Setelah melalui perdebatan berhari-hari, Munawar tak bisa menahan keinginan Siti untuk merantau. Melalui seorang agen yang berkantor tak jauh dari rumah mereka, Siti mendaftar dengan tujuan Arab Saudi.
Negara itu dipilih karena Siti cukup menguasai Bahasa Arab. Sebelum menikah, Siti sempat mengenyam pendidikan Sekolah Guru Pendidikan Luar Biasa (SGPLB) setara Diploma II dan menyukai Bahasa Arab.
Meski telah membulatkan tekad meninggalkan tanah air, namun perpisahan dengan suami dan anaknya yang baru saja masuk sekolah Taman Kanak-Kanak terasa sangat berat. “Saya pergi saat anak saya berangkat sekolah,” kenang Siti sambil meneteskan air mata.
Kontrak kerja selama dua tahun di Tabuk, Arab Saudi terasa sangat lama bagi Siti. Apalagi delapan bulan pertama dilalui sendirian lantaran sang majikan tak pernah menyampaikan surat-surat yang dikirim suaminya dari Indonesia. Siti diminta fokus menjaga tiga anak mereka yang masing-masing berusia 2 tahun, 4 tahun, dan 8 tahun. Ditambah dengan kewajiban membersihkan rumah yang tak kecil.
Celakanya, apa yang dikhawatirkan suaminya terbukti. Siti Rukayah mulai mendapat perlakuan tak menyenangkan dari majikannya. Selain menahan surat yang dikirim dari Indonesia, tak jarang majikan laki-lakinya mengancam akan menembaknya dengan senjata api.
Saat itulah Siti Rukayah memutuskan untuk kembali ke tanah air.

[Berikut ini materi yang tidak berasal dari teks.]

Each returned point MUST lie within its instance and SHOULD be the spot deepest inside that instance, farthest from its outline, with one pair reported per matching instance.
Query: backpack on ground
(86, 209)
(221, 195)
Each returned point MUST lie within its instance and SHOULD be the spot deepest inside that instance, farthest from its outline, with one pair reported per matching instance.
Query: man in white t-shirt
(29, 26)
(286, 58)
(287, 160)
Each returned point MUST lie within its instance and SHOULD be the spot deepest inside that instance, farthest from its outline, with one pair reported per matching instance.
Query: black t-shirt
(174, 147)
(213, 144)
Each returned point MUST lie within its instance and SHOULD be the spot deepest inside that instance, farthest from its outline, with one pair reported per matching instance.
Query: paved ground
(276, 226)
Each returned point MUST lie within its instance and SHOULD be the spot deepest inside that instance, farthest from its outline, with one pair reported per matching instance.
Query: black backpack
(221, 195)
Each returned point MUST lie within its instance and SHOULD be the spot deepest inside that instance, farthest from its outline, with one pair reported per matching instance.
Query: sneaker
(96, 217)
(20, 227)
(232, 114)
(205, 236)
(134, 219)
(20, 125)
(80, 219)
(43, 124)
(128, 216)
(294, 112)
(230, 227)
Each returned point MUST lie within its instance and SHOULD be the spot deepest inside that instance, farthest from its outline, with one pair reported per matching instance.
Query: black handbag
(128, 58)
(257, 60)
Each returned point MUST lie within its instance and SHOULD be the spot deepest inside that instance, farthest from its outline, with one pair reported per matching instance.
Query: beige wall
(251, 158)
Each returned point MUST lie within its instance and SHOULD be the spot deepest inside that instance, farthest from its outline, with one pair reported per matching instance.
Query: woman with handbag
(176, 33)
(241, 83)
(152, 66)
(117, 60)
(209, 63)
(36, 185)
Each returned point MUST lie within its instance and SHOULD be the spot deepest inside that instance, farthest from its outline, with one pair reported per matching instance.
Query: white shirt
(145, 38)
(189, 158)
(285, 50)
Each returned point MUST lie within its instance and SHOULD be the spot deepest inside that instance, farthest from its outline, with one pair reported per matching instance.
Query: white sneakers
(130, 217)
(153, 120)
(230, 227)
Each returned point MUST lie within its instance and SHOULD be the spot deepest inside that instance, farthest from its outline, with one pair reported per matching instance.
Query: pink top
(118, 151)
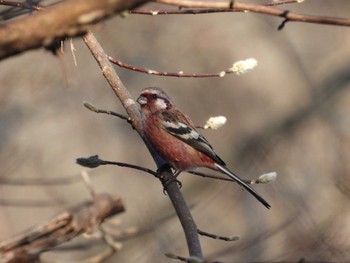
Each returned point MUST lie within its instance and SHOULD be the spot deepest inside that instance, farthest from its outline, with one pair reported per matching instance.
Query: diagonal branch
(174, 193)
(254, 8)
(83, 218)
(66, 19)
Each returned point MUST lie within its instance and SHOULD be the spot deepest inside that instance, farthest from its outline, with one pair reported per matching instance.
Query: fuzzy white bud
(267, 178)
(243, 66)
(215, 123)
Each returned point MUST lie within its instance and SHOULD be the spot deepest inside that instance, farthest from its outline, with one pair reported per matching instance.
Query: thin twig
(254, 8)
(202, 11)
(23, 5)
(179, 74)
(228, 238)
(94, 161)
(179, 203)
(218, 177)
(92, 107)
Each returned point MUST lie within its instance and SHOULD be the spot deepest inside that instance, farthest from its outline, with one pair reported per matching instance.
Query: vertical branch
(133, 111)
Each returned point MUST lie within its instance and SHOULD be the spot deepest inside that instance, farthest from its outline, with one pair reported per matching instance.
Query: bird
(175, 139)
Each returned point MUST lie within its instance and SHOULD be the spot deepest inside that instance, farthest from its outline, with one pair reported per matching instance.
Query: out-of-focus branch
(83, 218)
(67, 19)
(254, 8)
(203, 11)
(133, 111)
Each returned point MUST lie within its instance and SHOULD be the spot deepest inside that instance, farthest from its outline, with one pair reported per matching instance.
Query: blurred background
(290, 115)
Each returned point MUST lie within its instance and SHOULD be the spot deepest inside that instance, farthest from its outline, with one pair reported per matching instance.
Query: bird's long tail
(234, 177)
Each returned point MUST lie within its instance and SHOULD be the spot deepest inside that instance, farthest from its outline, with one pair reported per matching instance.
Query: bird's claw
(167, 182)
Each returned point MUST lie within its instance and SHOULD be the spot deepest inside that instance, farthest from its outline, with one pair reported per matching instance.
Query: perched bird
(174, 137)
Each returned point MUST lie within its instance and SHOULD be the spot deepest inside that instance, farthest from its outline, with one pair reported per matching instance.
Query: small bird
(174, 137)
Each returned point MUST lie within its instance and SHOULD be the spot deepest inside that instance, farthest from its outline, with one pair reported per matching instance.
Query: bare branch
(133, 111)
(91, 107)
(94, 161)
(202, 11)
(83, 218)
(229, 238)
(67, 19)
(254, 8)
(179, 74)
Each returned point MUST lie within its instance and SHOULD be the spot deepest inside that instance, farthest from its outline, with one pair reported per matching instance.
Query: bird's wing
(180, 126)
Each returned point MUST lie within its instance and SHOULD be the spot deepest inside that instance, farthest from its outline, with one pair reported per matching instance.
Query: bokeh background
(290, 115)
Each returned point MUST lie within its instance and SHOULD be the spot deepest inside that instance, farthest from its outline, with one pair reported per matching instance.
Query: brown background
(290, 115)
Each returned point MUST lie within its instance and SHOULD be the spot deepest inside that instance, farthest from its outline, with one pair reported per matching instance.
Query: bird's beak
(142, 100)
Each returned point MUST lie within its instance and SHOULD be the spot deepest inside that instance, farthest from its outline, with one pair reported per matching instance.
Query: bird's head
(154, 99)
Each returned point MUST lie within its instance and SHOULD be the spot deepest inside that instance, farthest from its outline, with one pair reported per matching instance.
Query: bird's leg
(173, 178)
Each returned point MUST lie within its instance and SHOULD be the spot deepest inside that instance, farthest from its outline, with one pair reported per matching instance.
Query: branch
(229, 238)
(254, 8)
(83, 218)
(133, 111)
(203, 11)
(67, 19)
(238, 68)
(94, 161)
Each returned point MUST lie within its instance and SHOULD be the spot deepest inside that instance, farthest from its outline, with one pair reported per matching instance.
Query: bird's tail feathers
(234, 177)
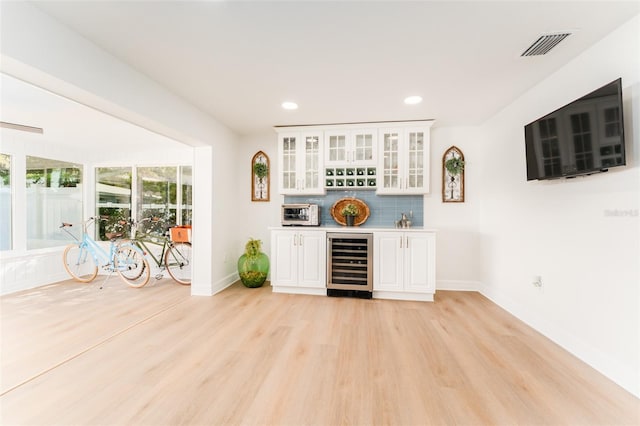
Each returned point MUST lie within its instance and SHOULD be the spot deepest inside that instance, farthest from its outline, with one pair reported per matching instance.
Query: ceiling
(341, 61)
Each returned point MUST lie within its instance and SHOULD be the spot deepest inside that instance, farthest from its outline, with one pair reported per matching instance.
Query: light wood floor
(73, 354)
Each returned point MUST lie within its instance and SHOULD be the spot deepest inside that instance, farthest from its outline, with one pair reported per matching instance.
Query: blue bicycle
(81, 259)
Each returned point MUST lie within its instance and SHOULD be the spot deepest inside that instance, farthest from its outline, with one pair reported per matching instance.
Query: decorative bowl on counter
(363, 211)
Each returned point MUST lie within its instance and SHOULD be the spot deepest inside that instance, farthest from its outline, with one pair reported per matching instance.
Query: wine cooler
(349, 264)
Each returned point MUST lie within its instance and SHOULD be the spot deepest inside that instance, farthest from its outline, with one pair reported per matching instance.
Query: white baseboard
(458, 285)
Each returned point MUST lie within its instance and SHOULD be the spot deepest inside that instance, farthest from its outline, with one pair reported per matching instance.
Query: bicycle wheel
(79, 263)
(132, 266)
(177, 260)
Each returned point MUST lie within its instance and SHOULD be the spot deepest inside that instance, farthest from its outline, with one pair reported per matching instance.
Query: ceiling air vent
(544, 44)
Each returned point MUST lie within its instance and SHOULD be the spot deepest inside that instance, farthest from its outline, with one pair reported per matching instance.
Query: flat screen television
(583, 137)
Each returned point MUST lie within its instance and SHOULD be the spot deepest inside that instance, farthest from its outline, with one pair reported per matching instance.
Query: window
(5, 202)
(54, 195)
(113, 197)
(165, 192)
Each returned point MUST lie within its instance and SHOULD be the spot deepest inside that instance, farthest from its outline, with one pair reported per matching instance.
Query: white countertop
(362, 229)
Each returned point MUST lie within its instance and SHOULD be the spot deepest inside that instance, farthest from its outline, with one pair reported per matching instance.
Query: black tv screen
(581, 138)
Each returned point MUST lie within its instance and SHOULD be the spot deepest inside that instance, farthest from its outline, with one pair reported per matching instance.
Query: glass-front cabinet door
(404, 161)
(300, 163)
(390, 156)
(311, 167)
(415, 179)
(288, 151)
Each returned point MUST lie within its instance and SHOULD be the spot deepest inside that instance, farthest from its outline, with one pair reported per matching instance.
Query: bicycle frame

Dia merasa uang hasil bekerjanya sudah cukup untuk membiayai hidup di kampung halaman. Selain mengirimkan uang ke Indonesia, Siti Rukayah juga menabung sebagian gajinya di sana.
Belum genap dua tahun bekerja sesuai kontrak, Siti Rukayah pulang ke tanah air. Kepulangannya itu sempat mendapat cibiran warga karena tidak membawa apa-apa. Saat itu sudah menjadi kebiasaan buruh migran untuk membeli benda mewah ketika pulang kampung. “Saya justru membeli benang dalam jumlah banyak,” kata Siti Rukayah.
Benang itu akan menjadi amunisi untuk menggerakkan kembali empat unit mesin tenun yang mangkrak. Dengan ketelatenan dan keuletan, Siti Rukayah berhasil membangun kembali usahanya yang sempat mati.
Saat ini usaha yang diberi label Medali Mas berkembang pesat. Jumlah karyawannya mencapai lebih dari 100 orang. Medal Mas menjadi pionir kampung tenun ikat yang menjadi ikon industri Kota Kediri.
Lima tahun lalu penghasilan Siti Rukayah tercatat Rp300 juta per bulan. Kini dia tak pernah lagi membeberkan omzetnya yang diperkirakan terus bertambah.